I don’t have a mysql example, but to start a pool of PostgreSQL connections with initial size of 10 which can spike to 15:

PgConfig = #{
  host => "localhost",
  username => "test",
  database => "test",
  password => get_password_fun()
},
Config = #{
  name => my_postgres,
  init_count => 10,
  max_count => 15,
  start_mfa => {epgsql, connect, [PgConfig]}
},
pooler:new_pool(Config).

case pooler:take_member(my_postgres, 1000) of
    Conn when is_pid(Conn) ->
      epgsql:squery(Conn, "SELECT 1"),
      pooler:return_member(my_postgres, Conn);
    error_no_members ->
      error(empty_pool)
end.

eproxus · April 27, 2023, 12:35pm

Well, that kind of makes sense. I never understood the reasoning behind using one HTTP connection pool for many different hosts.

I would say the purpose of a pool is to maintain multiple hot connections to a resource. Having a pool with mixed destinations never made sense to me… Only perhaps for the purpose of maintaining a max number of total outgoing connections from a system, but that’s also achievable with counters or tokens or similar.

I do wish however there was a pool library that could take connection state into account, with (customisable) behaviours for things like backoff and retries etc.

seriyps · April 27, 2023, 1:21pm

I guess those generic pools are in order to support HTTP standard Keep-Alive behaviour. So, for generic HTTP client it makes sense to have a pool that groups connections by the host/port.

But for the systems which jsut talk to some limited set of API services pooler should work fine, yep.

tsloughter · May 1, 2023, 11:56am

Oh neat. I was interested in sharing a pooling library between pgo and epgsql. Right now pgo’s pool is built in but I was planning to break it out to a separate library like I did with pg_types. Did you look at pgo’s pool at all, or its inspiration Elixir’s db_connection?

seriyps · May 2, 2023, 7:12am

No, I did not look at pgo’s pool. As I mentioned, pooler was originally created in ~2012, but was abandoned after 2017. I just took it over and modernized a bit.

As far as I understand, pgo does not wrap the postgres conection to a process, client communicates with the socket directly. So, does it mean pgo’s pool supervises not Erlang processes, but some structures containing gen_tcp:connection() | ssl:connection()? Asking that, because pooler only knows how to supervise Erlang processes.

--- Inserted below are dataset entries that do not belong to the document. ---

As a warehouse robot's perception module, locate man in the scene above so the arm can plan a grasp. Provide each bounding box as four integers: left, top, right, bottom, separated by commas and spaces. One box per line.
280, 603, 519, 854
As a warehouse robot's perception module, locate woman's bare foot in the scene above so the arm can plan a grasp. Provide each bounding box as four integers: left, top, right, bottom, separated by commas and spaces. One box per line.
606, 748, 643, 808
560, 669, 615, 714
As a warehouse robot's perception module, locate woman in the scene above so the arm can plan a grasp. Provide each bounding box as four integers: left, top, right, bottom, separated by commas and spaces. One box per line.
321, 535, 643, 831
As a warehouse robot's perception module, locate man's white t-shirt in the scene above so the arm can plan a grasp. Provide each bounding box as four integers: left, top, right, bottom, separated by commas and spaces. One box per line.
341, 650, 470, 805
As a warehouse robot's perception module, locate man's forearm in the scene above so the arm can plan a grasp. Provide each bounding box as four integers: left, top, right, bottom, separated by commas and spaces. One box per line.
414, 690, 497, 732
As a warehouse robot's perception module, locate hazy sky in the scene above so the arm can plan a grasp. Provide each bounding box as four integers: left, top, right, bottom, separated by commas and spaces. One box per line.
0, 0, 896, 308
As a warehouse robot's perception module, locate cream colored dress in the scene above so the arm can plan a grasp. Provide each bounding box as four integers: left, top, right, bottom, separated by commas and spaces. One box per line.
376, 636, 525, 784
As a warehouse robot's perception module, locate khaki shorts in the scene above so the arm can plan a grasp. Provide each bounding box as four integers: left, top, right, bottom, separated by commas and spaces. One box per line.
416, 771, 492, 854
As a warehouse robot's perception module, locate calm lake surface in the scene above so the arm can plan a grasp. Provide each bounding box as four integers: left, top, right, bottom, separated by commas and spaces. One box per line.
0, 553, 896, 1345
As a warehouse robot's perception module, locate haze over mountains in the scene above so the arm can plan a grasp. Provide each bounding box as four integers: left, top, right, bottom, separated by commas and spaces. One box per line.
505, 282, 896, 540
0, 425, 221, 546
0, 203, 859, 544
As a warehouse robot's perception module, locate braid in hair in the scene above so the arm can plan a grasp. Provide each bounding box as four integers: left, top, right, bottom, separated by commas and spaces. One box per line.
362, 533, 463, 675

juhlig · May 2, 2023, 10:36am

Aside from what @seriyps already said, it looks like poolboy has been pretty much abandoned. I raised issues and submitted a bugfix and another feature pull requests, like 4 years and 1 job ago, which went completely unanswered.

That bugfix was about the rather inconvenient fact that poolboy would crash the entire pool (ie, all present workers) if only one extra (“overflow”, in poolboy terms) worker failed to start, something that can always happen with, say, database connections. I ended up using my own fork for a work-related project for a while.

Other issues, like the synchronous worker start and related ones, were harder or even impossible to address due to the overall architecture. In the end, I ended up with an own pool implementation, hnc (ag-en-cy not actively maintained currently), done with the help of @Maria-12648430, partly due to the fact that pooler showed some signs of abandonment and aging at the time. Glad to see it revived

leeyis · May 6, 2023, 3:29am

Thank you so much for sharing

I replaced my [open source project] (GitHub - imboy-pub/imboy: 使用erlang做后端、flutter做前端开发的一款开源的即时聊天解决方案（基于erlang/otp的高性能web框架 cowboy 做后端服务，用 "8核16G 主机（100万PPS）"压测，保持100万+TCP稳定在线90分钟以上）) from MySQL to PostgreSql15 and used epgsql pooler

tsloughter · May 10, 2023, 12:10am

Ah, correct, pgo supervises connections, not processes.

Kozaky · February 12, 2024, 1:11pm

Actually, I just began to use pooler in a small demo project with cowboy and I am experiencing some unexpected behavior that I reported at Unexpected "error_no_members" when load testing cowboy server · Issue #99 · epgsql/pooler · GitHub

It seems that pooler doesn’t take the timeout value into account when the load is high. Did any of you experience something similar?